🤖 AI Summary
Large language models (LLMs) frequently generate hallucinations when answering ambiguous queries due to misaligned implicit assumptions and user intent. Existing approaches—such as AmbigQA and ASQA—rely on human-annotated clarifications or inherit human biases, limiting generalizability. To address this, we propose Conditional Ambiguous Question-Answering (CondAmbigQA), a novel benchmark that introduces the concept of *conditions*: contextual constraints or implicit premises required to resolve ambiguity. We design a retrieval-driven, automated condition annotation pipeline using Wikipedia passages, yielding low-bias, reproducible condition labels. Furthermore, we establish the first condition-aware RAG evaluation paradigm. Experiments demonstrate that integrating condition reasoning improves model performance by 20%, with an additional 5% gain when conditions are explicitly surfaced in outputs. The benchmark comprises 200 ambiguous questions paired with expert-validated condition annotations and is publicly released to advance hallucination mitigation research.
📝 Abstract
Large language models (LLMs) are prone to hallucinations in question-answering (QA) tasks when faced with ambiguous questions. Users often assume that LLMs share their cognitive alignment, a mutual understanding of context, intent, and implicit details, leading them to omit critical information in the queries. However, LLMs generate responses based on assumptions that can misalign with user intent, which may be perceived as hallucinations if they misalign with the user's intent.
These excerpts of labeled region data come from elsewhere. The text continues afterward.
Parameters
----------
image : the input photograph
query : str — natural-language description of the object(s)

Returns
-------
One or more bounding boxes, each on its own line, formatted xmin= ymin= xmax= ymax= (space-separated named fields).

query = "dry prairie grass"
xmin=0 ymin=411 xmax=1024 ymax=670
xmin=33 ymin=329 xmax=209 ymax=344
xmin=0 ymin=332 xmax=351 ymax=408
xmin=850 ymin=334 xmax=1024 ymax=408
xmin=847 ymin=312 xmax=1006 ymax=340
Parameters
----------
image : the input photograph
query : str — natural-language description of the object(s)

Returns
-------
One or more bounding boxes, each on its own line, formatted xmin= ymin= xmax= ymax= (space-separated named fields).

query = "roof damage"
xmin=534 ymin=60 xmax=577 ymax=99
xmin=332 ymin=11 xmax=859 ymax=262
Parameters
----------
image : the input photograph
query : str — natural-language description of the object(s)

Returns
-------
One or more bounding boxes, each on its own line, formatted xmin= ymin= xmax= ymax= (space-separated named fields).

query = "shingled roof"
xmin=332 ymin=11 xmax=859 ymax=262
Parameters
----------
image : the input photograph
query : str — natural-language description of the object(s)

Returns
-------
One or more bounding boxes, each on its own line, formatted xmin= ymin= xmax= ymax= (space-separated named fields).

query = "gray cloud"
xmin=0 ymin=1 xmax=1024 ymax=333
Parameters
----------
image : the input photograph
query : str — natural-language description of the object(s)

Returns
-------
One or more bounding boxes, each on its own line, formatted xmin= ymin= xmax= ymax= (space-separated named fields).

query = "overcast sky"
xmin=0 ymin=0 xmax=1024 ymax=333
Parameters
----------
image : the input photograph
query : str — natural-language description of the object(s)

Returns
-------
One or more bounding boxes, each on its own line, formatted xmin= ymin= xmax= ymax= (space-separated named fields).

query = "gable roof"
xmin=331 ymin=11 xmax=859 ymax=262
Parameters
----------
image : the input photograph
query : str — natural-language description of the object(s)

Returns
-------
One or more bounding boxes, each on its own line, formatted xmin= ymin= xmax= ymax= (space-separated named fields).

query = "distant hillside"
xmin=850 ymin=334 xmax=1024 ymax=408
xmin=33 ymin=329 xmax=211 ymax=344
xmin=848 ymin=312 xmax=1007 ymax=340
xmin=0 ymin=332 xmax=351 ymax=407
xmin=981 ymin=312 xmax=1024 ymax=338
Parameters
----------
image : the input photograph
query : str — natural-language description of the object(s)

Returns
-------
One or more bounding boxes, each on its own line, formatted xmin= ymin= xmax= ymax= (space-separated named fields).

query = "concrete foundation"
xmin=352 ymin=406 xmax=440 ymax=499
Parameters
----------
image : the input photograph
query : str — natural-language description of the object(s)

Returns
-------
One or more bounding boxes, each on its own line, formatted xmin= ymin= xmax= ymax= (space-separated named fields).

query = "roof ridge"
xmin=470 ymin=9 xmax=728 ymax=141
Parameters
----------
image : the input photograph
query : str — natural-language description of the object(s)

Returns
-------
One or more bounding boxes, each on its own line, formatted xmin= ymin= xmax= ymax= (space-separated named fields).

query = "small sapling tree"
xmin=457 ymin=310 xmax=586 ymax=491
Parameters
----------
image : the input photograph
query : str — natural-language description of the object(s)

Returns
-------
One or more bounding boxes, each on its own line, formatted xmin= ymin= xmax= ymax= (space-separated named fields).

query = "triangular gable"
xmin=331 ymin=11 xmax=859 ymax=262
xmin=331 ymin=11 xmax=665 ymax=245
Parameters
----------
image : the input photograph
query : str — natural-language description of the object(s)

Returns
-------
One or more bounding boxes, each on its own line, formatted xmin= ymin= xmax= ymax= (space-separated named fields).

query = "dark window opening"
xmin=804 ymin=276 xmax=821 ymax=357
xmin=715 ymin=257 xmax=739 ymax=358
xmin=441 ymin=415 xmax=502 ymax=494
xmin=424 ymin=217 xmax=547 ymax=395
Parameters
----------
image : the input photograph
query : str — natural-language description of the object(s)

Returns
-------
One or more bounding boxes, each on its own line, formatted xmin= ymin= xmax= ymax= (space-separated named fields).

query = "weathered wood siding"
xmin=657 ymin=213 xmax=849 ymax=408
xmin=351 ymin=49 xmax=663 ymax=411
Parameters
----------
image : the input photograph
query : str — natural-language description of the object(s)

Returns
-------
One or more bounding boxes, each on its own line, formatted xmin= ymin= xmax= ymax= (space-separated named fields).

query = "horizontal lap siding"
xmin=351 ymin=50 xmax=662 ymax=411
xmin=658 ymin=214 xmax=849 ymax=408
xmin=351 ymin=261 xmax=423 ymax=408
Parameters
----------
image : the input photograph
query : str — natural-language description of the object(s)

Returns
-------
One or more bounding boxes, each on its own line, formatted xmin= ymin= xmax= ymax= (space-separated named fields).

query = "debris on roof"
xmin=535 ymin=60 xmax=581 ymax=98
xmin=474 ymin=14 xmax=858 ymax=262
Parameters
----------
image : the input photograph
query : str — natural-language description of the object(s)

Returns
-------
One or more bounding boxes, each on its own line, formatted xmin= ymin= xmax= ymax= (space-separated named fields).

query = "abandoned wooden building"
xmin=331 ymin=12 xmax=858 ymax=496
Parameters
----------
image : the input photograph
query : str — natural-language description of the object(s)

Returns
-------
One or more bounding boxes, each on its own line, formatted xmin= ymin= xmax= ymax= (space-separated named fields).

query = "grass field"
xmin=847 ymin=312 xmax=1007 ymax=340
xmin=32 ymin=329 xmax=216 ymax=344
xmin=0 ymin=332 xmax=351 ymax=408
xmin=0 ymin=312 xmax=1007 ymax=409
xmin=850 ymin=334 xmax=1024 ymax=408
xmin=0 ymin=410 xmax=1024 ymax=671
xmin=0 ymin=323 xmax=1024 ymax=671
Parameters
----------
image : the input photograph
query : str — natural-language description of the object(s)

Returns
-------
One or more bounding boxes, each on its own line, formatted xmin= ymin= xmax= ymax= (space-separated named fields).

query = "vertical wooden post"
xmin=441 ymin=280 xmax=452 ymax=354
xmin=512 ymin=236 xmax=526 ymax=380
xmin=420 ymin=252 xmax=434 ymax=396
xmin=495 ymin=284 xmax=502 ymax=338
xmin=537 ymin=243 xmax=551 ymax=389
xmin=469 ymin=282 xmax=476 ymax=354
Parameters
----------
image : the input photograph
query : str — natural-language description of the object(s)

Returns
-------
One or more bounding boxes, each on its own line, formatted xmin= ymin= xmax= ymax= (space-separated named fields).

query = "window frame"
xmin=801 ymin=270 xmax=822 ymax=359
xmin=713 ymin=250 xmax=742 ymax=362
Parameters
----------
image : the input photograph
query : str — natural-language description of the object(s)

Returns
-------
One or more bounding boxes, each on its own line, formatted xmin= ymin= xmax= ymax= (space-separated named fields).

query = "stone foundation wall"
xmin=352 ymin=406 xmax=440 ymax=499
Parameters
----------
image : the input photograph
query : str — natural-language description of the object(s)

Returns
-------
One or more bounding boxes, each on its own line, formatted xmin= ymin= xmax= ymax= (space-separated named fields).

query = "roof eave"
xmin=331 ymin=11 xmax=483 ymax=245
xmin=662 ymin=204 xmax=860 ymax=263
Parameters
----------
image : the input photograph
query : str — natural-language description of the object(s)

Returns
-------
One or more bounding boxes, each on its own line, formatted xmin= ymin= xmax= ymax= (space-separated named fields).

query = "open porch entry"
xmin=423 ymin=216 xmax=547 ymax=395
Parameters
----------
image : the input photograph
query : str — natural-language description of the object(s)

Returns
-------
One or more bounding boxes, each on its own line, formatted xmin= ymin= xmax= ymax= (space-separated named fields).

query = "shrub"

Therefore, identifying those implicit assumptions is crucial to resolve ambiguities in QA. Prior work, such as AmbigQA, reduces ambiguity in queries via human-annotated clarifications, which is not feasible in real application. Meanwhile, ASQA compiles AmbigQA's short answers into long-form responses but inherits human biases and fails capture explicit logical distinctions that differentiates the answers. We introduce Conditional Ambiguous Question-Answering (CondAmbigQA), a benchmark with 200 ambiguous queries and condition-aware evaluation metrics. Our study pioneers the concept of ``conditions'' in ambiguous QA tasks, where conditions stand for contextual constraints or assumptions that resolve ambiguities. The retrieval-based annotation strategy uses retrieved Wikipedia fragments to identify possible interpretations for a given query as its conditions and annotate the answers through those conditions. Such a strategy minimizes human bias introduced by different knowledge levels among annotators. By fixing retrieval results, CondAmbigQA evaluates how RAG systems leverage conditions to resolve ambiguities. Experiments show that models considering conditions before answering improve performance by $20%$, with an additional $5%$ gain when conditions are explicitly provided. These results underscore the value of conditional reasoning in QA, offering researchers tools to rigorously evaluate ambiguity resolution.